Here's a pop quiz. If you had some money to give to someone to do an important job, would you prefer to: (a) Give it to them with a detailed blueprint of how to go about doing the job, whether or not they did it well? (b) Give it to them and let them do whatever they wanted, so long as they were trying to get the job done? Or (c), give it to them to do the job, but with a portion of the money contingent on getting it done well?

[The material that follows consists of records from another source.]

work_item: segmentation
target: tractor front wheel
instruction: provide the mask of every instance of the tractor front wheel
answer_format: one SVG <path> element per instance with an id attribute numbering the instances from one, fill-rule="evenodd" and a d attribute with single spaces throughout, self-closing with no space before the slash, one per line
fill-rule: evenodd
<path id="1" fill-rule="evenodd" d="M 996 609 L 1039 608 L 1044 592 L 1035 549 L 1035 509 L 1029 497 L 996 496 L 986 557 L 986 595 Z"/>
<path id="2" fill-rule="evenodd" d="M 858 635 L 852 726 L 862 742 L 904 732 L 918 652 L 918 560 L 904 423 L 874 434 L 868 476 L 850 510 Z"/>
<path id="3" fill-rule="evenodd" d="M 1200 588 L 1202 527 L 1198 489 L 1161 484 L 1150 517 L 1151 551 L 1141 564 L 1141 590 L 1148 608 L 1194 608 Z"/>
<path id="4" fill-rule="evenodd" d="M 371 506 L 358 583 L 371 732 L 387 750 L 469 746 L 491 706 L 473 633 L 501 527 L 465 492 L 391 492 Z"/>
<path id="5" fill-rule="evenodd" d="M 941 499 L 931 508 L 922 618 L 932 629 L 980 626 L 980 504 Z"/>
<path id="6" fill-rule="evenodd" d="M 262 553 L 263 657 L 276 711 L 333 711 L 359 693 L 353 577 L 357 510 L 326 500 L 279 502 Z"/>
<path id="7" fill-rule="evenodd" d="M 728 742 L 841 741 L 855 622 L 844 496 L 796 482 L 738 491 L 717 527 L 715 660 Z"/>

If you answered (c), then you understand the basic logic of the President's new proposal
for federal assistance to states and school boards for K-12 education. As noted in last week's DLC Update, the
President said in his State of the Union address that virtually all federal school assistance should
be made contingent on acceptance of a five-part strategy for education reform designed to promote
accountability for educational results -- with the amount of aid keyed to success in achieving these
results.
This is a radical departure from the status quo not only in federal education policy, but
in the relationship between the federal government and state and local recipients of federal dollars.
For decades, the old, familiar pattern of federal grant design has been the so-called
"categorical grant" -- essentially (a) above. Federal cash is doled out for a narrow
purpose by some population or "need" formula with its use micro-managed by federal
bureaucrats, and little or no attention is paid to actual results other than as an ex post facto
justification for more congressional "funding." As a generation of state and local
officials and reformers have noted, categorical grants tend to reproduce federal bureaucracies in
state capitals, city halls, and county courthouses while complicating if not thwarting the use of
federal money in a way that responds to local needs.
A more recent trend, especially beloved of Republicans, is to create "block
grants" in their purest form -- essentially (b) above. In the legitimate pursuit of freedom from
the micro-management of means in categorical grants, block grants offer an
illegitimate indifference about ends -- the national purposes that make expenditure of
federal funds necessary and appropriate in the first place. A good example is the education block
grant promoted by congressional Republicans. It would require that a certain percentage of federal
K-12 funds be spent in the classrooms, but otherwise does not specify what state governments or
school boards should seek to accomplish with the funds. Furthermore, funding is by formula, just
as with the old categorical grants. The overall message from the federal government is: "We
don't care what happens to this money. You can even waste it -- so long as you waste it in the
classroom."
The President's proposal is the logical "third way" for federal engagement
of state and local governments in education and other areas traditionally managed by them,
offering simple conditions linked to the national purpose that provides the rationale for federal
funding, and rewarding success instead of failure. It builds on the example of the performance
bonuses recently offered by the federal government -- first proposed by the Progressive Policy
Institute and attached to the landmark 1996 welfare reform legislation by DLC Chairman Sen. Joe Lieberman (D-CT) -- to states that
succeed in placing welfare recipients in private sector jobs. Furthermore, performance-based
grants offer a good model for state governments offering assistance to local governments or
private sector organizations in a wide variety of issue areas.
The details of the President's performance-based education grant proposal have not
yet been released, and state and local officials have appropriately withheld comment until it is clear
the actual proposal matches the President's rhetoric. If it does, however, it is critical that New
Democrat governors, legislators, school board members, and other local elected officials, accept
the challenge of accountability.
It is understandable that state and local officials in both parties would prefer the maximum
amount of federal assistance with the minimum amount of accountability for its use. But it is
important to the country that public officials who spend taxpayer dollars, regardless of the
immediate source, accept accountability for achieving the public policy goals according to the best
and clearest yardsticks of the desired outcomes. State and local officials have nothing to fear but
failure. More to the point, nothing should succeed like success.